On the topic of WebAssembly and static binary translation, check out wastrel which is static binary translation applied to the problem of executing WebAssembly. Reading about it surely gave me the seeds of this idea.

Theseus

I named this project Theseus, as in the ship.

Consider again the x86 assembly at the top of the post. What does it do? Depending on how you look at it, one correct answer is "adds three and four" or even just "computes 7". Or you could say it puts 3 in the eax register, adds 4 to the eax register, consumes some CPU clocks, and sets various CPU flags.

If I or my compiler replaces one of these interpretations with another, is it still the same program? Depending on which context you care about — my impression is that emulating systems like the NES requires getting the clocks exactly right — these details either matter or don't. In the case of Theseus I am explicitly throwing away the input program because I have replaced all its parts, one by one.

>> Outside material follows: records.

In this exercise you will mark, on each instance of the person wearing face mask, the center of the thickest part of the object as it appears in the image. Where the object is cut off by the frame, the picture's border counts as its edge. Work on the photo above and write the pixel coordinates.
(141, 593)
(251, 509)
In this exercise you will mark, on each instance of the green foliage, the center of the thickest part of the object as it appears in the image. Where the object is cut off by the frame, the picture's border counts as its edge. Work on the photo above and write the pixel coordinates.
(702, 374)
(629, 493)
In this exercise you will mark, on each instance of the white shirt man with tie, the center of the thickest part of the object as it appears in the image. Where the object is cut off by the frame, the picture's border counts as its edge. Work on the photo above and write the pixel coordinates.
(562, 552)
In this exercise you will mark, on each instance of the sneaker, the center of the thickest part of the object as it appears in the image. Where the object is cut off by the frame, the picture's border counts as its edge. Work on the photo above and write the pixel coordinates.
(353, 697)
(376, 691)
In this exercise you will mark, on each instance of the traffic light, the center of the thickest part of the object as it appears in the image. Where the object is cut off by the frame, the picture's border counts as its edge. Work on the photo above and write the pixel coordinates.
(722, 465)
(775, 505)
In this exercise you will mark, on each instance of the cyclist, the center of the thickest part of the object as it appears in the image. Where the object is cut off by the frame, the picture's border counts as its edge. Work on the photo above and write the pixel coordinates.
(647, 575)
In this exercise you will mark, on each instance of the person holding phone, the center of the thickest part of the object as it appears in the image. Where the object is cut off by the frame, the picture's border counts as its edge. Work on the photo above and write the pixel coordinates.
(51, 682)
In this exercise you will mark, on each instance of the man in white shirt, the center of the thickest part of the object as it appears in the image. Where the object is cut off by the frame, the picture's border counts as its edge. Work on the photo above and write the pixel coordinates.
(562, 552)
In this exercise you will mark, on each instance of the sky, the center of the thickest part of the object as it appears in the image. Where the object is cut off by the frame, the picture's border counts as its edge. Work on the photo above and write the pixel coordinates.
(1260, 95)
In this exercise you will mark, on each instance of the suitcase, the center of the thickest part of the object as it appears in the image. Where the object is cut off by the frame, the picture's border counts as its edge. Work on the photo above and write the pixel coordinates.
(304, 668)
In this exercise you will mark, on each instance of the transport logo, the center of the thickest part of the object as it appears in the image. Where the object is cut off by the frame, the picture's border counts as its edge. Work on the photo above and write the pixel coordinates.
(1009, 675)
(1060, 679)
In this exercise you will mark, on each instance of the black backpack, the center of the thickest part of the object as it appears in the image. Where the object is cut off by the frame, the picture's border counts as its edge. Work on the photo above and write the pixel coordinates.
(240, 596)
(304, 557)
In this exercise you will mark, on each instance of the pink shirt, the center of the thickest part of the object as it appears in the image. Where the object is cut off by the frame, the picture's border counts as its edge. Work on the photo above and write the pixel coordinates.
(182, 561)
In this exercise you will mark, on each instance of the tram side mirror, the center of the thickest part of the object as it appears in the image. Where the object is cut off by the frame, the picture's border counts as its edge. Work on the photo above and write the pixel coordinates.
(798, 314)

I have one farther off idea, again along the lines of the ship of Theseus. Implementing the Windows API is an endless stream of working around four decades of Hyrum's Law. Consider that random bug workaround again: if you were documenting the API of DirectPlayEnumerateA would you write that it calls the callback, or would it be more correct to say that it calls the callback and also restores a preserved stack pointer? If you look at the code of a Windows emulator like Wine today it is full of things like this.

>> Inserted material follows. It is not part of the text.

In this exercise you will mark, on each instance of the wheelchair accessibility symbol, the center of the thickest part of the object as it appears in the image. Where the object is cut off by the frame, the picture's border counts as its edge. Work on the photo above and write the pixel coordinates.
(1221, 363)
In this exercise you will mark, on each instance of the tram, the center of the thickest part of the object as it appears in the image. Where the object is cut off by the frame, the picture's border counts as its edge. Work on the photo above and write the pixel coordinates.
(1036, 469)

One idea I've been thinking about is that for problems like these, rather than making the emulator more complicated, you could take a page from the decompilation playbook and provide an easy way to manage replacing parts of the program itself.

Once you're willing to replace pieces of a program there are more interesting possibilities. If a program has some bit of code that doesn't perform well, instead of making a JIT fancier, you could just manually replace the code with your own implementation. (It's plausible you wouldn't even need to change algorithms, it might be enough to just write the same algorithm in native code and let your modern compiler apply its autovectorization logic to it.) With enough machinery, you could even replace parts to add features, as one contributor to retrowin32 investigated here and even implemented for some GameBoy games.